L’americana Fbi ha fatto sapere che nel solo mese di settembre unità cinesi hanno hackerato 260 mila dispositivi in Francia, Gran Bretagna, Stati Uniti e in altri Paesi e che il personale cinese dedicato all’attività supera quello della Fbi stessa in proporzione di 50 a uno. Seicentomila persone farebbero parte dell’intelligence che Pechino impiega per raccogliere informazioni e organizzare operazioni cosiddette di sicurezza. I servizi d’informazione e di difesa occidentali hanno confermato al quotidiano Wall Street Journal di non avere lontanamente i mezzi per contrastare la portata di questi attacchi.
A inizio ottobre, in un rapporto sulle attività criminali digitali, Microsoft ha denunciato che Mosca, Pechino e Teheran si appoggiano sempre di più su reti criminali per operazioni di cyberspionaggio e hackeraggio in Occidente. Sistemi di spionaggio afferenti alla Cina sarebbero presenti persino sulle gru (di costruzione cinese) che operano in porti americani ed europei.
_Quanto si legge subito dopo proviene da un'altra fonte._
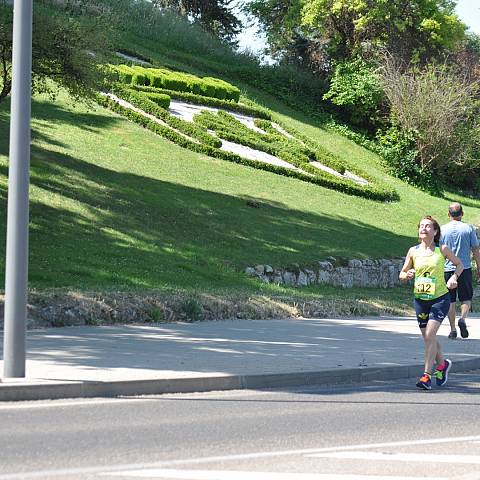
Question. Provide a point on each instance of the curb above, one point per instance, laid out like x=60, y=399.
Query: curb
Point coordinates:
x=87, y=389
Nei giorni scorsi, l’Ufficio per la Sicurezza Nazionale di Taiwan ha fatto sapere che Pechino ha aumentato significativamente i cyberattacchi nell’isola anche con l’suo di intelligenza artificiale. Un po’ meno sofisticata la minaccia della Corea del Nord: nei giorni scorsi, Kim Jong Un ha ordinato la distruzione delle strade (chiuse) che portano verso la Corea del Sud, ha minacciato di annientare Seul e ha sostenuto che, in pochi giorni, un milione e quattrocento mila giovani nordcoreani sarebbero accorsi alle armi, pronti a tutto. Non c’è insomma settimana durante la quale i segni di una guerra non si presentino, qualche volta contrastati da azioni come l’eliminazione di Sinwar ma con un effetto cumulativo che prima o poi non potrà che concretizzarsi in un salto di qualità verso il peggio. Anche la diplomazia è spesso congelata.
Può, tutto ciò, essere considerato l’inizio di una guerra globale? Non dichiarata ufficialmente ma reale? Qualche similitudine con gli inizi dei due grandi conflitti del Novecento si può trovare. Alla fine degli Anni Trenta, le intenzioni di Hitler erano chiare: assoggettare l’Europa con i carri armati. I maggiori governi se lo vollero negare: oggi ci possono essere pochi dubbi sugli obiettivi di Putin, degli ayatollah e sulla pericolosità di Kim; Xi Jinping — che è la chiave di tutto — per ora osserva benevolo il lavoro sporco fatto dai tre membri del suo «quartetto del caos». Nel 1914, invece, l’Europa scivolò nella Grande Guerra quasi senza accorgersene, da sonnambula si è detto. Sta succedendo anche oggi, su scala ancora maggiore? In entrambi i casi, è bene non sottovalutare l’avvertimento di Bernard-Henry Lévy.